Notice: This Wiki is now read only and edits are no longer possible. Please see: https://gitlab.eclipse.org/eclipsefdn/helpdesk/-/wikis/Wiki-shutdown-plan for the plan.
SMILA/Documentation/Importing/VisitedLinks
Contents
VisitedLinks: An auxiliary Service for crawler workers
The VisitedLinks service helps crawlers to track which links in the data source have already been visited. This is necessary for source where the link graph is not a simple tree (as in a filesystem usually) but can have meshes or even cycles. For example, when crawling a web site, some pages will be linked from many (even from all) other pages, and pages can refer to each other, but they must not be crawled over and over again in order to prevent duplicates or endless loops.
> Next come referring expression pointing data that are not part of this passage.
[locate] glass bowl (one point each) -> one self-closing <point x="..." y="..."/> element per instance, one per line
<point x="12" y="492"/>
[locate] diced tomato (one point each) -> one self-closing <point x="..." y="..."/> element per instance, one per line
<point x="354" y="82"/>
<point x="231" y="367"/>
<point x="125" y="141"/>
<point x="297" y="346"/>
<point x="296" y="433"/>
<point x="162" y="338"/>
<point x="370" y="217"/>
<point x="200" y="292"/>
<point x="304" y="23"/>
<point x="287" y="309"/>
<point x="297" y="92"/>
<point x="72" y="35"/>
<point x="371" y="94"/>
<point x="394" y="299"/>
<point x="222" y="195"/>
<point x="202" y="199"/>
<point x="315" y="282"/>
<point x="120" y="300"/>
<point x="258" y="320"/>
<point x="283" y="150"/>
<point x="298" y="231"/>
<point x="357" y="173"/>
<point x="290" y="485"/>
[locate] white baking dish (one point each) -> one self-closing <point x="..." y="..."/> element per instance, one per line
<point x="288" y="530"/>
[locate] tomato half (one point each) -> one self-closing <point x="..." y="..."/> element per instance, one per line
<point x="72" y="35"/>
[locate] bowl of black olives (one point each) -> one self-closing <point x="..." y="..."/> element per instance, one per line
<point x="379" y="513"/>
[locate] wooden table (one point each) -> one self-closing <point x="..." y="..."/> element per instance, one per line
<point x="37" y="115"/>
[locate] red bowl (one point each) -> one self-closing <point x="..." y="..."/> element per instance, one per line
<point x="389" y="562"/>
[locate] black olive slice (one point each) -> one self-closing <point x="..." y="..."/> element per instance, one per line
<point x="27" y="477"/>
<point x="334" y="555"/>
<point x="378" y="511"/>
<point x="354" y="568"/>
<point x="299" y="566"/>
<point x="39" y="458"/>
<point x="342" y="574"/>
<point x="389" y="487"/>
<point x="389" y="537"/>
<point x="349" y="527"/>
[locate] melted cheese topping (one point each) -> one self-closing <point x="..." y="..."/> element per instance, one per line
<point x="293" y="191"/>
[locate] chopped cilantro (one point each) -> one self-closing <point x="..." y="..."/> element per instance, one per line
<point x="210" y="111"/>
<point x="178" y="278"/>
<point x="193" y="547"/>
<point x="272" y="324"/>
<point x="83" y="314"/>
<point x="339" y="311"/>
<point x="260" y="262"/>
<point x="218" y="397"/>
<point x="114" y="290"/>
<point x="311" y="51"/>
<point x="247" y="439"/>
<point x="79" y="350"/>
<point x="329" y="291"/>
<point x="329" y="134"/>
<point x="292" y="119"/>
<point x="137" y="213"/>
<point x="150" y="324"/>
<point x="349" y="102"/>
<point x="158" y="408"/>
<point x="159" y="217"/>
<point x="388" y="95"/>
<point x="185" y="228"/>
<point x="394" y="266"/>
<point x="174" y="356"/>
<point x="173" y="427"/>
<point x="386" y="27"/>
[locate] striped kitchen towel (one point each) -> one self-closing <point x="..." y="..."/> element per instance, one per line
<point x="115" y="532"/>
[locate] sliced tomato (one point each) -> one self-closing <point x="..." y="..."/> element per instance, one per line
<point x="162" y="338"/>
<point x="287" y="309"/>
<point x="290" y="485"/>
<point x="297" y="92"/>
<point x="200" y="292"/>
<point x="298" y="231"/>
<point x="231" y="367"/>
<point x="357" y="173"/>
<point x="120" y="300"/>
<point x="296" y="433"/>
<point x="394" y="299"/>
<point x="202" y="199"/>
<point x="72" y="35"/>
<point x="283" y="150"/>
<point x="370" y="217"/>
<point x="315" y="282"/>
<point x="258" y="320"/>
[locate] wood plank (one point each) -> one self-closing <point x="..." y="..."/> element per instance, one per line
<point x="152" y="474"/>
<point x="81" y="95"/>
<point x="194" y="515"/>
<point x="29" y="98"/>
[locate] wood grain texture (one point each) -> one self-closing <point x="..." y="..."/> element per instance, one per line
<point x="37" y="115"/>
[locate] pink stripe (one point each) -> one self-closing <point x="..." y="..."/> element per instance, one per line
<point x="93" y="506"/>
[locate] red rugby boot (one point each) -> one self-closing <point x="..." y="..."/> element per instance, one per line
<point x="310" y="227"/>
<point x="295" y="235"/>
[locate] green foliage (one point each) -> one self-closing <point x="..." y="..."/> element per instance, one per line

The VisitedLinks service can keep track of the information even when the crawler worker is running on multiple nodes in a SMILA cluster.
The usage is relatively simple, the crawler just needs to call a single method:
boolean isVisited(String sourceId, String link, String jobRunId, String inputBulkId)
The method returns false if
- the link was not yet visited in this job run.
- the link was visited in this job run while processing a link bulk with the same id. Usually an input bulk is processed twice only if a first try failed for some reason (e.g. the process or machine crashed), so if a worker processes the same input bulk again, it's quite sure that the first processing has failed and the link is not really crawled.
In this case the service updates the entry for the link and the crawler should continue to crawl the link. However, because checking and updating the entry in the service may not be completely atomic, the crawler should check again a bit later (before actually writing records to output bulks) if the link has still not been visited by another task. Just repeat the same isVisited call as before.
Otherwise, the method return true, i.e. the link was visited in the same job run, but read from a different input bulk. In this case the crawler should just drop the link.
See the WebCrawlerWorker for an example of how to use this service.
ObjectStoreVisitedLinks service implementation
The bundle org.eclipse.smila.importing.state.objectstore provides an implementation of the VisitedLinks service using the ObjectStore service in a similar way as the ObjectStoreDeltaService to keep track of the visited state of links.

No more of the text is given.